Jonathon David Wood

Born prematurely, doctors named him Mighty Mouse. He thrived as a salesman and by making others happy.
Illustration by Team Macho

Jonathon David Wood was born in Lacombe, Alta., on May 22, 1980, to Roger Wood, a crane operator, and Lori Church, the owner of a marketing communications firm. Although he was born three weeks early, and weighed only four pounds, 13 ounces, he thrived so well that doctors nicknamed him “Mighty Mouse.”

Jon, as everybody knew him, was a precocious child. When he was four, Elton John’s ballad Daniel made him bawl because, as he explained to his mother, the lyrics made him think about the possibility of losing his own brother, Daniel, two at the time. Jon’s parents had divorced about a year earlier, and he grew up with his mother, brother and sister. After the divorce, each of his parents had two more children with new spouses, and Jon often played the father figure to his younger siblings. When he was in Grade 9, he insisted on taking his newborn baby brother, Eric, to show him off to his classmates.
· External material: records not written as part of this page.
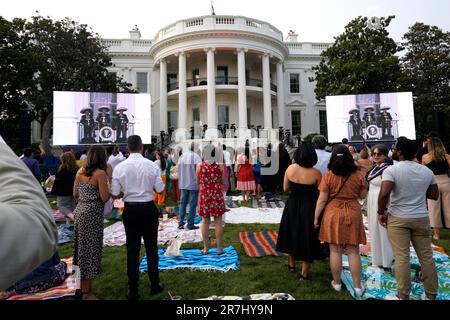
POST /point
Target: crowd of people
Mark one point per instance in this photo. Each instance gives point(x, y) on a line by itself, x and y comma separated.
point(406, 195)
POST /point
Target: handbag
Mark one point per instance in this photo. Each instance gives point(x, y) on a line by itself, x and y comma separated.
point(173, 173)
point(173, 250)
point(325, 246)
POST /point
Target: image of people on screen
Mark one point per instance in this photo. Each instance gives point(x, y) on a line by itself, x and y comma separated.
point(104, 124)
point(356, 124)
point(385, 122)
point(121, 125)
point(88, 124)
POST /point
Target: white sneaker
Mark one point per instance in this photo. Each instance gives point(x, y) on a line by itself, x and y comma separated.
point(391, 296)
point(359, 292)
point(336, 287)
point(424, 296)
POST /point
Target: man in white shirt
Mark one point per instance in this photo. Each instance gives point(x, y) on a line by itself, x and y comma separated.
point(188, 185)
point(323, 157)
point(228, 164)
point(136, 178)
point(115, 156)
point(407, 184)
point(28, 234)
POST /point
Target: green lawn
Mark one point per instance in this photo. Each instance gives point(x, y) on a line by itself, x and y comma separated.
point(256, 275)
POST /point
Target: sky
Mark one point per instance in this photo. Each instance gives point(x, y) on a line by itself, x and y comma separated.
point(312, 20)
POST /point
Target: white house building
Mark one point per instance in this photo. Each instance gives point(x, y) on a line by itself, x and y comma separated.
point(223, 70)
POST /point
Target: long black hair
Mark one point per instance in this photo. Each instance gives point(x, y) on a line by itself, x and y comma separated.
point(341, 161)
point(96, 159)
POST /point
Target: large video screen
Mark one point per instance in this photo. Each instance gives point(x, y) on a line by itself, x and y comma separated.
point(100, 117)
point(370, 117)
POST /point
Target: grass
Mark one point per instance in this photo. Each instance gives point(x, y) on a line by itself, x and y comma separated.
point(256, 275)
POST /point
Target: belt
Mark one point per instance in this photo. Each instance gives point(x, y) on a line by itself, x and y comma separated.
point(139, 203)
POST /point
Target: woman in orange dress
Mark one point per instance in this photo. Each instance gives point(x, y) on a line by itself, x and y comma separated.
point(245, 176)
point(342, 226)
point(211, 203)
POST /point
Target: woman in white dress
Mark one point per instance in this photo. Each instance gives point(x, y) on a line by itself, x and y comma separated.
point(382, 254)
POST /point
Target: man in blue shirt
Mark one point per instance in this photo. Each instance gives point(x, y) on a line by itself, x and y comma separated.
point(31, 163)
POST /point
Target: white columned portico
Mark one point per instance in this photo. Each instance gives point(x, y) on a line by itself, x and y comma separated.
point(211, 94)
point(242, 92)
point(182, 96)
point(163, 94)
point(267, 108)
point(280, 95)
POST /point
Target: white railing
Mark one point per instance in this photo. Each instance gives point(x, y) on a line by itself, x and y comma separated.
point(112, 43)
point(142, 43)
point(320, 46)
point(216, 22)
point(194, 23)
point(294, 45)
point(224, 20)
point(252, 23)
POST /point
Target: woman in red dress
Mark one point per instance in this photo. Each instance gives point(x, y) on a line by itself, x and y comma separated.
point(245, 176)
point(211, 202)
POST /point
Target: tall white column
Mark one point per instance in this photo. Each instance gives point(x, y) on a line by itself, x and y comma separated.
point(182, 95)
point(211, 74)
point(280, 95)
point(211, 132)
point(267, 107)
point(163, 94)
point(242, 91)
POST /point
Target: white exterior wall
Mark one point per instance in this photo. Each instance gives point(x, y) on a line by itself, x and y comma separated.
point(130, 57)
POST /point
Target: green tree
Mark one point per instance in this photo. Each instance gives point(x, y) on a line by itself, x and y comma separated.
point(361, 60)
point(57, 56)
point(426, 68)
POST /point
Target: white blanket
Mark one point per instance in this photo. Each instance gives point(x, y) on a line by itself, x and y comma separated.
point(114, 235)
point(250, 215)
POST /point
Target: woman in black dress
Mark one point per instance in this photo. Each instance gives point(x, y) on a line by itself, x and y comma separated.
point(92, 190)
point(297, 236)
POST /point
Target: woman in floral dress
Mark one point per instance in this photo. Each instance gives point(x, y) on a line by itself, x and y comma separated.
point(211, 201)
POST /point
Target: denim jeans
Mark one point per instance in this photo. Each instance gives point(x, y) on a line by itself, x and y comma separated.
point(192, 197)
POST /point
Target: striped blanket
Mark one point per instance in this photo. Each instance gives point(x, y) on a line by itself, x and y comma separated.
point(67, 288)
point(272, 203)
point(379, 283)
point(194, 259)
point(259, 244)
point(58, 215)
point(114, 235)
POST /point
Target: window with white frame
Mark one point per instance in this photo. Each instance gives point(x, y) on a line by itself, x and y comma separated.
point(141, 78)
point(172, 119)
point(224, 115)
point(323, 123)
point(294, 83)
point(296, 122)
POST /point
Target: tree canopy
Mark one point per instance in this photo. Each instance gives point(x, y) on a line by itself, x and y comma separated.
point(426, 72)
point(361, 60)
point(40, 56)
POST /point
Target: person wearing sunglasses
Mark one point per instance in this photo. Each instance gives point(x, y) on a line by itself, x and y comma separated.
point(382, 254)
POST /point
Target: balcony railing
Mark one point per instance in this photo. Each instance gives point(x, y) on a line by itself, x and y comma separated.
point(219, 81)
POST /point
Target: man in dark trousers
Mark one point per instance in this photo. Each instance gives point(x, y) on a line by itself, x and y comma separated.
point(136, 179)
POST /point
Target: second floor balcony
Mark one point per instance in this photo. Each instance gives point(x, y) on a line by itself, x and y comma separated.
point(231, 81)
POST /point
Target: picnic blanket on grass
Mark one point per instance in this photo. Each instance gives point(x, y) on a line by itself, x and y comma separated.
point(58, 215)
point(67, 288)
point(267, 203)
point(195, 260)
point(114, 235)
point(257, 296)
point(379, 283)
point(65, 233)
point(250, 215)
point(259, 244)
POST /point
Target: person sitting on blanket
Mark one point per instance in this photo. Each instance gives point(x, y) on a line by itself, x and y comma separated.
point(24, 210)
point(49, 274)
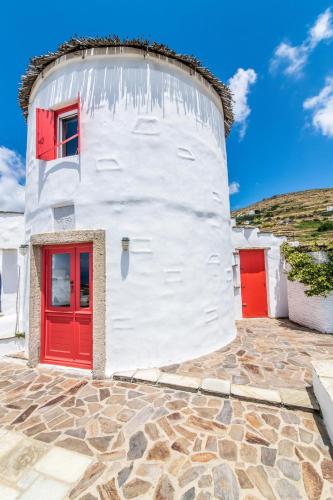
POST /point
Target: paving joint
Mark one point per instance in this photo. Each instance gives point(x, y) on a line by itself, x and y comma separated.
point(296, 399)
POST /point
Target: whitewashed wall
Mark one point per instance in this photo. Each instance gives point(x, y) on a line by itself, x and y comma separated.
point(11, 269)
point(153, 168)
point(247, 238)
point(314, 312)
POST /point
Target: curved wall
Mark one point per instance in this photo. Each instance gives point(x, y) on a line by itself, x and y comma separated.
point(153, 168)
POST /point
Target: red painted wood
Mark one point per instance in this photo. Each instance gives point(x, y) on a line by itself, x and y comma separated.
point(47, 131)
point(253, 283)
point(45, 134)
point(66, 333)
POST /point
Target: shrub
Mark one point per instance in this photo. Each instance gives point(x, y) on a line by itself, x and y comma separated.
point(317, 277)
point(326, 226)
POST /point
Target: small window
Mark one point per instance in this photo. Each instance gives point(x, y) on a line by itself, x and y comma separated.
point(67, 128)
point(58, 132)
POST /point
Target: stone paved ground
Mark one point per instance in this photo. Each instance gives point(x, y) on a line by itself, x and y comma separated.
point(267, 353)
point(139, 441)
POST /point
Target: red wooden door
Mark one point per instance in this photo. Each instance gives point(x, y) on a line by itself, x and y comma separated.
point(253, 283)
point(67, 305)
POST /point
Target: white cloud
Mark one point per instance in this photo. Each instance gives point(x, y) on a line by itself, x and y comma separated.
point(240, 85)
point(323, 28)
point(11, 174)
point(322, 108)
point(293, 58)
point(234, 188)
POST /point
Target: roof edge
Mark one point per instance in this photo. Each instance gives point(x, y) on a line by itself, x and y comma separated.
point(39, 63)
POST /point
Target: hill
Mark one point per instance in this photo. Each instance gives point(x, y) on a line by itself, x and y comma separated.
point(306, 216)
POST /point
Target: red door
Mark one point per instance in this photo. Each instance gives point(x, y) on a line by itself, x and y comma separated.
point(253, 283)
point(67, 305)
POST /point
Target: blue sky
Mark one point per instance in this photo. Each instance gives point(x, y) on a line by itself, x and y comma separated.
point(278, 55)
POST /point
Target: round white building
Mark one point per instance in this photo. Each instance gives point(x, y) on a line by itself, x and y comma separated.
point(127, 207)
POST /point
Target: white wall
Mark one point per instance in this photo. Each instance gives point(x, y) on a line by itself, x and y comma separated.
point(153, 168)
point(314, 312)
point(11, 266)
point(247, 238)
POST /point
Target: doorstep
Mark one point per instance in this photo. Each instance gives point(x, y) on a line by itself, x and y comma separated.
point(300, 399)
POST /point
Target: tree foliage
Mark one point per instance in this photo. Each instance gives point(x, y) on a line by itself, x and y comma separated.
point(318, 277)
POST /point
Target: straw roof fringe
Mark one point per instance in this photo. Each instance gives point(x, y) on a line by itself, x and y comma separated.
point(75, 44)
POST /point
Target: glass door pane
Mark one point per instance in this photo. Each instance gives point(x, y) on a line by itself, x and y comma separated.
point(84, 279)
point(60, 280)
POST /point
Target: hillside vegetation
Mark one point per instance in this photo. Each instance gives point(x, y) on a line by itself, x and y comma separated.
point(301, 216)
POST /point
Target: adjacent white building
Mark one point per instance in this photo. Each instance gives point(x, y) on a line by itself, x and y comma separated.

In school, Jon was constantly misplacing and losing his assignments. He loved playing hockey, baseball and soccer. When he was 18, he won a sports scholarship to study marketing at Red Deer College. However, his entrepreneurial spirit took over and he quit part-way through his studies to learn about the restaurant industry. He went from being a dishwasher at a local restaurant to a server and finally, a manager. “He wanted to learn everything about the business,” says his mother.

Jon was always reading books about business, investing and real estate. He eventually went to work at his mother’s company, where he helped do the books for about 10 months. He also started investing in real estate and built an online poker site. His friend and business associate, Doug Beatty, says Jon once played 20,000 hands of poker in one month, playing multiple games simultaneously on two screens.

At 27, Jon began working with his uncle, Travis Gangl, at a financing company. “His best skill set was selling,” says Travis. “When you looked into his eyes, you believed he was honest and genuine.” Despite his love of doing business, Jon had his limits. He once declined to meet with a Calgary businessman who insisted on having drinks during their meeting because Jon did not want to drive back home from Calgary with alcohol in his system.

And while he loved to socialize with friends, he was conscientious about alcohol and the problems it could cause, says Lori. One night when, after imbibing too much, he kissed a girl who was not his girlfriend; he felt so guilty he attended a couple of counselling sessions at an addictions centre, although his mother says Jon did not have a drinking problem.

Kristin Fraser, a former girlfriend and close friend, says Jon was always going out of his way to make people happy. One morning, he happened upon a man whose car had broken down on the way to his first day at a new job. The man asked Jon if he could get a ride to the highway, hoping to hitchhike from there to Stettler, an hour east of where he was stranded. Jon volunteered to drive the stranger all the way to Stettler and ended up being two hours late to work himself. Kristin recalls another time when they were at a bar and Jon overheard two men talking about their career options. Jon joined the conversation, and at the end of the evening picked up their tab.

Jon’s tendency to try and be there for everybody sometimes meant he stretched himself too thin. His friends joked that Jon seemed to operate as if there were 40 hours in a day, and that the only thing he was ever early for was his birth.

Jon’s latest hobby was squash. He had started learning the sport from his uncle four years ago and was soon playing in tournaments across the province. On Nov. 1 he was playing in a local tournament he had helped organize. After he lost three games in a best-of-five, he spent the rest of the evening refereeing other matches and socializing with other players over a few drinks. Ever the stickler about not drinking and driving, after the courts closed he gladly accepted a ride with a sober player to join friends for pizza at a local pub.

After dinner, the group headed to a nightclub. Jon was the last to leave among his friends, at around 3 a.m. Tired and inebriated, he hailed a taxi and clambered into the back seat to go home. When the cab stopped at an intersection, a pick-up truck collided with it from behind. Jon died at the scene. He was 33. Police charged an 18-year-old man with impaired driving causing death.